Une année touristique en dents de scie au Bas-Saint-Laurent

Une délégation de 40 Bas-Laurentiens comprenant des élus et des agents de migration Place aux jeunes est à Montréal afin de séduire les citoyens et les inciter à déménager en région.

Sans surprise, 2020 s'est avérée une année touristique décevante et en dents de scie dans la région. Dans son bilan, Tourisme Bas-Saint-Laurent mentionne un printemps catastrophique, un été achalandé mais une fin très abrupte cet automne.

Selon une étude de la Chaire de tourisme Transat, les deux tiers des entreprises touristiques du Bas-Saint-Laurent sont satisfaites de la saison estivale.
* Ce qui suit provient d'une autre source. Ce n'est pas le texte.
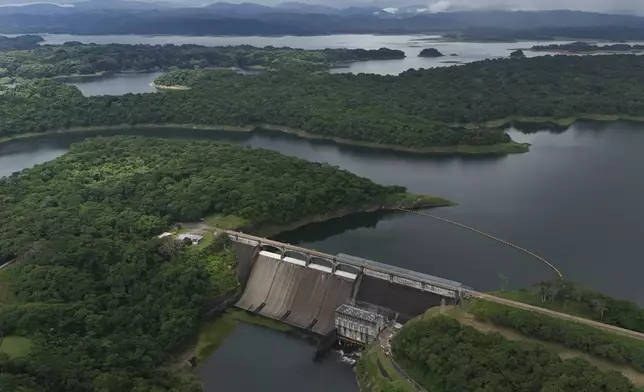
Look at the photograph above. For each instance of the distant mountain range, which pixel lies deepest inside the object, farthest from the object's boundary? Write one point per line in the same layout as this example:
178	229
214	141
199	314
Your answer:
296	18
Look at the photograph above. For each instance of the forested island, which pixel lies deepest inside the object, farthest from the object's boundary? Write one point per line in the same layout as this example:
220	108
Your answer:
586	48
103	302
20	42
430	52
452	109
74	58
507	342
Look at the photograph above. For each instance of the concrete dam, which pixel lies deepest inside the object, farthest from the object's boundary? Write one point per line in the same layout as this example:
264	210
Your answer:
306	288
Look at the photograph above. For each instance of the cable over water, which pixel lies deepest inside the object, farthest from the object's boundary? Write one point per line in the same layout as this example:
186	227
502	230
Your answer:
536	256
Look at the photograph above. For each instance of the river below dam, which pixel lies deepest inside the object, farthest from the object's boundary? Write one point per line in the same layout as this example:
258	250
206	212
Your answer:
574	199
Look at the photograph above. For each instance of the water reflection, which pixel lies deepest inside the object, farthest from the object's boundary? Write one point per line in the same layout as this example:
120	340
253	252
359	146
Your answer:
257	359
322	230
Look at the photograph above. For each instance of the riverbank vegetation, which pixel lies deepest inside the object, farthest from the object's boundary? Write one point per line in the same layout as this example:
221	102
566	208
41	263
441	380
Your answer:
105	302
446	109
376	373
579	300
430	52
213	333
444	355
594	341
585	48
74	58
21	42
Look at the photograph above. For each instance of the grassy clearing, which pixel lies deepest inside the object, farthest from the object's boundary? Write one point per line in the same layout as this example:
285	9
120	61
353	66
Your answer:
230	222
526	297
370	375
464	317
213	334
16	346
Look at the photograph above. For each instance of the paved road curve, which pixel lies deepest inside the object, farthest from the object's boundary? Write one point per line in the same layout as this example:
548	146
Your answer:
597	324
475	294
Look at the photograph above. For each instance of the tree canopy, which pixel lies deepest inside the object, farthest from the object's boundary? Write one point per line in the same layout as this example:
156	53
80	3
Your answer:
105	301
74	58
444	355
615	348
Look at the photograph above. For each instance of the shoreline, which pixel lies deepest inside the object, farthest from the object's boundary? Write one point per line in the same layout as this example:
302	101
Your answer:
170	87
221	325
505	148
560	122
406	200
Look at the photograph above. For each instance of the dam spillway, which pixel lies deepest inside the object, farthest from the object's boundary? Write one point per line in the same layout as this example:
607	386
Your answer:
288	290
408	302
310	292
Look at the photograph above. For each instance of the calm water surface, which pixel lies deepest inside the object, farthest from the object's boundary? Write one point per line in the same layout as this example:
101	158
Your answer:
116	84
257	359
575	199
455	53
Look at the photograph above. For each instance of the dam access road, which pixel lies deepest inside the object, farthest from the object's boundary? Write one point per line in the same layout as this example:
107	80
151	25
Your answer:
306	291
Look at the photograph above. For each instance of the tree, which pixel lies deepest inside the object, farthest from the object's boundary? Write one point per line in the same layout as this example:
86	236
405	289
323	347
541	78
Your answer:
599	305
543	289
503	281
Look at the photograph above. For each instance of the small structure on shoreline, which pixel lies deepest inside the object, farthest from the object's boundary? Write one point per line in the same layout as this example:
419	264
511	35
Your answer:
195	238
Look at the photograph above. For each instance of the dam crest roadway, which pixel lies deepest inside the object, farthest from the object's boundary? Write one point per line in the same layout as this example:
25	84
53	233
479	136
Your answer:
313	290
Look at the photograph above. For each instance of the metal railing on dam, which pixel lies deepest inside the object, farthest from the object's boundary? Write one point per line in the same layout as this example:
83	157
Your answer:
318	296
401	276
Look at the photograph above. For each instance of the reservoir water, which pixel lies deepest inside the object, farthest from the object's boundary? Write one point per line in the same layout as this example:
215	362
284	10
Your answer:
575	199
455	53
115	84
257	359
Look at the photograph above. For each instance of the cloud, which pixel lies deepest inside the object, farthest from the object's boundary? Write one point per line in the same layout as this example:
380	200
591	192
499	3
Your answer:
583	5
440	6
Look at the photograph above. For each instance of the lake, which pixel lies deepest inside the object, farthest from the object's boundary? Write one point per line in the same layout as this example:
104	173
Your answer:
253	358
115	84
575	200
455	53
460	52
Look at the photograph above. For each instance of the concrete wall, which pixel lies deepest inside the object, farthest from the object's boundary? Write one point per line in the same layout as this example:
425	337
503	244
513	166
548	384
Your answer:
406	301
245	259
296	294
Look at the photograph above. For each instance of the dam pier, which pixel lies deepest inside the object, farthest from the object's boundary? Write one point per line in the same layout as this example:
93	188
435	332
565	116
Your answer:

Toutefois, les pertes enregistrées au cours du printemps et de l'automne sont considérables et irrécupérables. En exemple, les revenus de location d'hôtel et d'unités d'hébergement ont fondu de 75 % d'avril à juin.  

Après un été satisfaisant, l'annonce du gouvernement invitant à limiter tous les déplacements le 28 septembre a mis un frein net à l'élan. Une annonce qui a provoqué l'annulation de dizaines de réservations en quelques jours à peine.

Résultat, des baisses instantanées variant de 40 jusqu'à 95 % pour les entreprises bas-laurentiennes. Une chose est certaine, cette industrie aura encore besoin d'aide.

« C'est sûr que nos entreprises vont devoir être aidées. Pas pour aller chercher des profits mais pour être capable de maintenir les infrastructures, c'est ce que j'entends sur le terrain, c'est ce que nos entrepreneurs nous disent. »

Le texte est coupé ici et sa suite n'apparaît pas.